Qualche giorno fa la giuria internazionale del prestigioso premio “International Highrise Award” ha scelto come vincitore dell’edizione 2014 proprio il Bosco Verticale, il grattacielo realizzato nel quartiere Porta Nuova Isola a Milano da Hines Italia SGR insieme a Coima.
Il progetto vincitore di quest’anno (che ha ricevuto un premio di 50.000 euro) ha convinto la giuria sotto diversi aspetti: il complesso è composto da due torri residenziali ‘gemelle’ a base rettangolare di 80 e 112 m di altezza (27 e 19 piani) in grado di ospitare 800 alberi fra i 3 e i 9 metri di altezza, 11.000 fra perenni e tappezzanti, 5.000 arbusti, per un totale di oltre 100 specie diverse. Ognuno dei 113 appartamenti in totale è dotato di almeno un balcone, che assomiglia a un piccolo bosco: diverse centinaia di alberi, con cespugli e arbusti coprono la facciata.
Così si è espressa la giuria, presieduta dal vincitore dello scorso International Highrise Award, Christoph Ingenhoven: “Il Bosco Verticale è un progetto meraviglioso! Espressione del bisogno umano di contatto con la natura. I grattacieli boscosi sono un vivido esempio di simbiosi tra architettura e natura. Il progetto è un’idea radicale e coraggiosa per le città di domani, rappresenta sicuramente un modello per lo sviluppo di aree ad alta densità di popolazione in altri paesi europei”.

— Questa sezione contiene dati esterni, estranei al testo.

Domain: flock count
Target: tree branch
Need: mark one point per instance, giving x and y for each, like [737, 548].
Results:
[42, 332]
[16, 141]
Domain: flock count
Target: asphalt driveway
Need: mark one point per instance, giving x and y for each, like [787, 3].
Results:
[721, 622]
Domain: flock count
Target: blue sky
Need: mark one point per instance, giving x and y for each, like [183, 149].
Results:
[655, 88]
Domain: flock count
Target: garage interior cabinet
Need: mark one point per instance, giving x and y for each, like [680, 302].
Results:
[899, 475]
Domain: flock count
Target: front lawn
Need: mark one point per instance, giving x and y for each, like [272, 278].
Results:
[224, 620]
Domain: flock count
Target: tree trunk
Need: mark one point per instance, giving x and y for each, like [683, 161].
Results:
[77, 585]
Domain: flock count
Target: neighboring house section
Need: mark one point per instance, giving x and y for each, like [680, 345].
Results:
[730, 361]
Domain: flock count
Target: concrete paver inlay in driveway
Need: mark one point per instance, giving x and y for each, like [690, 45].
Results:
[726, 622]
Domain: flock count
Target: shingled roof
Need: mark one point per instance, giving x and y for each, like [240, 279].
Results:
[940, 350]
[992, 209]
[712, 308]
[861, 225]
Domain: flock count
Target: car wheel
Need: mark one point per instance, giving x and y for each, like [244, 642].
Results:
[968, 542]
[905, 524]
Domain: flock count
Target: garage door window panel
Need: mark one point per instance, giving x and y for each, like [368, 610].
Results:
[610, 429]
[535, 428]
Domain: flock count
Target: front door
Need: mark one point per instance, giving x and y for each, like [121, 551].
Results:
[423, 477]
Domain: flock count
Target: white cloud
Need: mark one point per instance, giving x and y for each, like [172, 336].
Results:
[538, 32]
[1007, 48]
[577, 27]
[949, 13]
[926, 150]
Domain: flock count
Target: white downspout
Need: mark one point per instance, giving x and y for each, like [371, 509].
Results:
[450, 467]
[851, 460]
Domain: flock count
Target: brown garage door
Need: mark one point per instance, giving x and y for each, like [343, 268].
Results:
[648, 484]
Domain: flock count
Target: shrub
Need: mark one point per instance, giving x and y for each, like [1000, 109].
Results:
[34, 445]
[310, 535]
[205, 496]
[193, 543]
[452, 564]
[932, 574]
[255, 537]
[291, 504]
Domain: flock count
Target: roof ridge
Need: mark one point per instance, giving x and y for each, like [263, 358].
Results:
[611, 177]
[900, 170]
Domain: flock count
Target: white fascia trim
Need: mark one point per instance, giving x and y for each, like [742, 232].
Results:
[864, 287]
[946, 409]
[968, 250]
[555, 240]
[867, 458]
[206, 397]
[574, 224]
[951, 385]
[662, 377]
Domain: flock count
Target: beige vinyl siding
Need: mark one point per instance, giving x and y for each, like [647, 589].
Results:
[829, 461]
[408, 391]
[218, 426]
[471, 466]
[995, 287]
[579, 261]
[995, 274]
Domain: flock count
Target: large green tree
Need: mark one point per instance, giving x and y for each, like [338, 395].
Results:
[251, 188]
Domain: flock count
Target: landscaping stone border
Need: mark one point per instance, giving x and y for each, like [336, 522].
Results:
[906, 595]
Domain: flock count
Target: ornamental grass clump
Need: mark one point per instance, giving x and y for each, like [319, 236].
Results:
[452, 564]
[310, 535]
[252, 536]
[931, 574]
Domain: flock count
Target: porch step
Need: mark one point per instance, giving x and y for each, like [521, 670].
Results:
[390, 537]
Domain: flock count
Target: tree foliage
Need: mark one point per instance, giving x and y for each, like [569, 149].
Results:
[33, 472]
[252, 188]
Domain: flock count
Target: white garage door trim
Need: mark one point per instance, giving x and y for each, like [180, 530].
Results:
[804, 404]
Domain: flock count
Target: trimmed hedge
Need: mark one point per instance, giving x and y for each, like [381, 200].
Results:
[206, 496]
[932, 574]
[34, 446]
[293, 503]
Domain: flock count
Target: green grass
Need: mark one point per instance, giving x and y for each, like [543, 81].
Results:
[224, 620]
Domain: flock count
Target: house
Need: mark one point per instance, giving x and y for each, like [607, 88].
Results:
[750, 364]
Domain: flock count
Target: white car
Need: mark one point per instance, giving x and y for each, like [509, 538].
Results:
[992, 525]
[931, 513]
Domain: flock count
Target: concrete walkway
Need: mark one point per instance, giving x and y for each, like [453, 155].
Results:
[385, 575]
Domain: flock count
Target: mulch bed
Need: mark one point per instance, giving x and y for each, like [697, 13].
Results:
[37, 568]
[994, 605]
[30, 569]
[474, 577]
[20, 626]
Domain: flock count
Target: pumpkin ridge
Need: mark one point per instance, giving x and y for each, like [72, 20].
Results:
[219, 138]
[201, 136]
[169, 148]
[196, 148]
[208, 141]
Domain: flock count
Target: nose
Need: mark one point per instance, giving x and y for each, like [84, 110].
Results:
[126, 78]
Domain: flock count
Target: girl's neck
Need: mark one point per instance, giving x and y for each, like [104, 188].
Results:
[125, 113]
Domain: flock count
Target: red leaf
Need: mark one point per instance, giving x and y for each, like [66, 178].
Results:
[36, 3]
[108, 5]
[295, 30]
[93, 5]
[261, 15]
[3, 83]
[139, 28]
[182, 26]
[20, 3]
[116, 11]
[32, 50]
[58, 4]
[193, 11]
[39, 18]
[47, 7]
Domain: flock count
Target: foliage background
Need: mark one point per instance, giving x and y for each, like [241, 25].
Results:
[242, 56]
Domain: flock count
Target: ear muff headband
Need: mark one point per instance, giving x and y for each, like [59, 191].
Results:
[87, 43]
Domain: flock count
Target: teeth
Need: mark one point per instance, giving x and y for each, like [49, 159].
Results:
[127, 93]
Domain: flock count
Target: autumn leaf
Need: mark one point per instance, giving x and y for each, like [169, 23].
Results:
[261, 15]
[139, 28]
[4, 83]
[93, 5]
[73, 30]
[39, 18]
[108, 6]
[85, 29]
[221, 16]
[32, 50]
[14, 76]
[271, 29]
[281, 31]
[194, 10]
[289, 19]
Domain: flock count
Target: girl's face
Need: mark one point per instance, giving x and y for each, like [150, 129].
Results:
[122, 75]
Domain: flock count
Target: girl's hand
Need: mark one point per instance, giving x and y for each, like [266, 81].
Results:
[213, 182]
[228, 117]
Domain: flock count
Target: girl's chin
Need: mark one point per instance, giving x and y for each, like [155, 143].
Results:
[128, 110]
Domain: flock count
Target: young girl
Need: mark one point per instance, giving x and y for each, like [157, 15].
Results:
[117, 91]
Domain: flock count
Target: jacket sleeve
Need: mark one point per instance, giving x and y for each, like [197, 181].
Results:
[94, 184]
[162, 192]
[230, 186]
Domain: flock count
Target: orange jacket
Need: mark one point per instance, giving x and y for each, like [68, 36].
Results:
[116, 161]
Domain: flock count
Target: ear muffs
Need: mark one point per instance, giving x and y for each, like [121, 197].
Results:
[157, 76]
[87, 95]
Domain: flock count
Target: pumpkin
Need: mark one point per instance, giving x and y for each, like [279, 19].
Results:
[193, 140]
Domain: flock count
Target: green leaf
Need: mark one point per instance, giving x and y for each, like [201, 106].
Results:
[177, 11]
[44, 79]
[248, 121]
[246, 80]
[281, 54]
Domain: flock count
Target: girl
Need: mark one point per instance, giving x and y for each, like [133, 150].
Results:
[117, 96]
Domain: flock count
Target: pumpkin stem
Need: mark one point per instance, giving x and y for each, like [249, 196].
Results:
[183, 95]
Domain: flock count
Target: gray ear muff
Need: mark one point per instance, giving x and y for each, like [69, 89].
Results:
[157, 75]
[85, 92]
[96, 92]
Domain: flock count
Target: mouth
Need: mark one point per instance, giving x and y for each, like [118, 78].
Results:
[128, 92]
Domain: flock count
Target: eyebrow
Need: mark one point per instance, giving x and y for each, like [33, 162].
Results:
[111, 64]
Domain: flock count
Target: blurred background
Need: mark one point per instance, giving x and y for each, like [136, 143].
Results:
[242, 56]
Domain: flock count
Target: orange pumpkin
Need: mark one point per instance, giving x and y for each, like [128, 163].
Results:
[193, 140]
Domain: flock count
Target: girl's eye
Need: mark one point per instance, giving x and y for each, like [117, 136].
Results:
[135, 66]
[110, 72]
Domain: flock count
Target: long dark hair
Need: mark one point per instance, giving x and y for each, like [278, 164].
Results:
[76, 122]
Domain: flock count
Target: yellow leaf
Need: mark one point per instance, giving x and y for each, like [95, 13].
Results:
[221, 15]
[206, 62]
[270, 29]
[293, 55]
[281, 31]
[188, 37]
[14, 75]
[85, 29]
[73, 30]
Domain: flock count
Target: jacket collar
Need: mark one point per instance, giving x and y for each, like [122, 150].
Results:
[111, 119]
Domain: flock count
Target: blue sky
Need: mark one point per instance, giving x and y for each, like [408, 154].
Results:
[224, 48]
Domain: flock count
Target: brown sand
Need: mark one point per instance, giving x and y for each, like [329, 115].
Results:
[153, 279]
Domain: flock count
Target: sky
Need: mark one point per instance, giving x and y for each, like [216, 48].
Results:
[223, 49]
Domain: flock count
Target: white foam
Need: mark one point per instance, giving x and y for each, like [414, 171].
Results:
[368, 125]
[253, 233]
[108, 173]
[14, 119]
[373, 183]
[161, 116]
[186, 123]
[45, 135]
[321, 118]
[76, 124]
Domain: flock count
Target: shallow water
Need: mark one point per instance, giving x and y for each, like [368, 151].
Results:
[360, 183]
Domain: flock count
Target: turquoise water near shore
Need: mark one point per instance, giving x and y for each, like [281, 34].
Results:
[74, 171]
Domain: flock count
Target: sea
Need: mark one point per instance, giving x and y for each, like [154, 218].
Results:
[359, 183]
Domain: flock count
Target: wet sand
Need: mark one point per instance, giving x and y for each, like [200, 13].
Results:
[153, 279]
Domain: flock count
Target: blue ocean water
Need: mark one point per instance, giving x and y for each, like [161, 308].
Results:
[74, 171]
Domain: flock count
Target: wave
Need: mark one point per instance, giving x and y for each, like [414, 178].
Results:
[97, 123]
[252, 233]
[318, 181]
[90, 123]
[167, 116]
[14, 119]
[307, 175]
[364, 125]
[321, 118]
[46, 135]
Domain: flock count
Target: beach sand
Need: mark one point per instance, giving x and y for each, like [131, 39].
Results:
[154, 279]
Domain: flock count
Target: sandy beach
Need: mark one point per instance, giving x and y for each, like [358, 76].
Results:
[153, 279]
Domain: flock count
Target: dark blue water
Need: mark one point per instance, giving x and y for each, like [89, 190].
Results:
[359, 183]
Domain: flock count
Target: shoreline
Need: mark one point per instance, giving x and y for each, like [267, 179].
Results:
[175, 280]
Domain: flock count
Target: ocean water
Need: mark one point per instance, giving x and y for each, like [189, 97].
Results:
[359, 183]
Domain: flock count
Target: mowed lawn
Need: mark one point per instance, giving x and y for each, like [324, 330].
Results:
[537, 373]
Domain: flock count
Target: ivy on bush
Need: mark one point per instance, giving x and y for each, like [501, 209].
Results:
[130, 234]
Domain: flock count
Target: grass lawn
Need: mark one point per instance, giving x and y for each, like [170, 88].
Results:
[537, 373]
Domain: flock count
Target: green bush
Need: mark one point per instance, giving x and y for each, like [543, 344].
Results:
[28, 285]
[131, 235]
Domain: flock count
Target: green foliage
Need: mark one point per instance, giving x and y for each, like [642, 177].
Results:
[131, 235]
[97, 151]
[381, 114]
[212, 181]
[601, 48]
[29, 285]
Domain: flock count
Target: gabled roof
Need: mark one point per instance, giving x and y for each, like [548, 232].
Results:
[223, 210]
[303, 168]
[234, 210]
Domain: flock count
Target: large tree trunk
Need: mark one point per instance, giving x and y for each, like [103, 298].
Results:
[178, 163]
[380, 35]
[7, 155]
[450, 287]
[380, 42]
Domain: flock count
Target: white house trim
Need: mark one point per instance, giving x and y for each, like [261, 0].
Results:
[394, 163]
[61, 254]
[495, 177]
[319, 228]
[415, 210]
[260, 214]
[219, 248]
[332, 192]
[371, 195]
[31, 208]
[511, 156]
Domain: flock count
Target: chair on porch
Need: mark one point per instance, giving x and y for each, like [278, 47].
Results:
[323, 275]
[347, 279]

Queste le parole di Stefano Boeri: “Sono molto contento perché il premio che è stato assegnato al Bosco Verticale rappresenta un riconoscimento all’innovazione nell’ambito dell’architettura. E’ un invito a pensare all’architettura come un’anticipazione del futuro per ognuno di noi, non solo come l’affermazione di uno stile o di un linguaggio. Il Bosco Verticale è una nuova idea di grattacielo, in cui alberi e umani convivono. E’ il primo esempio al mondo di una torre che arricchisce di biodiversità vegetale e faunistica la città che lo accoglie. Sono felice per Milano, per Expo, e ringrazio chi ha promosso e sostenuto il nostro progetto, a partire da Hines Italia e dalle associazioni del quartiere Isola”.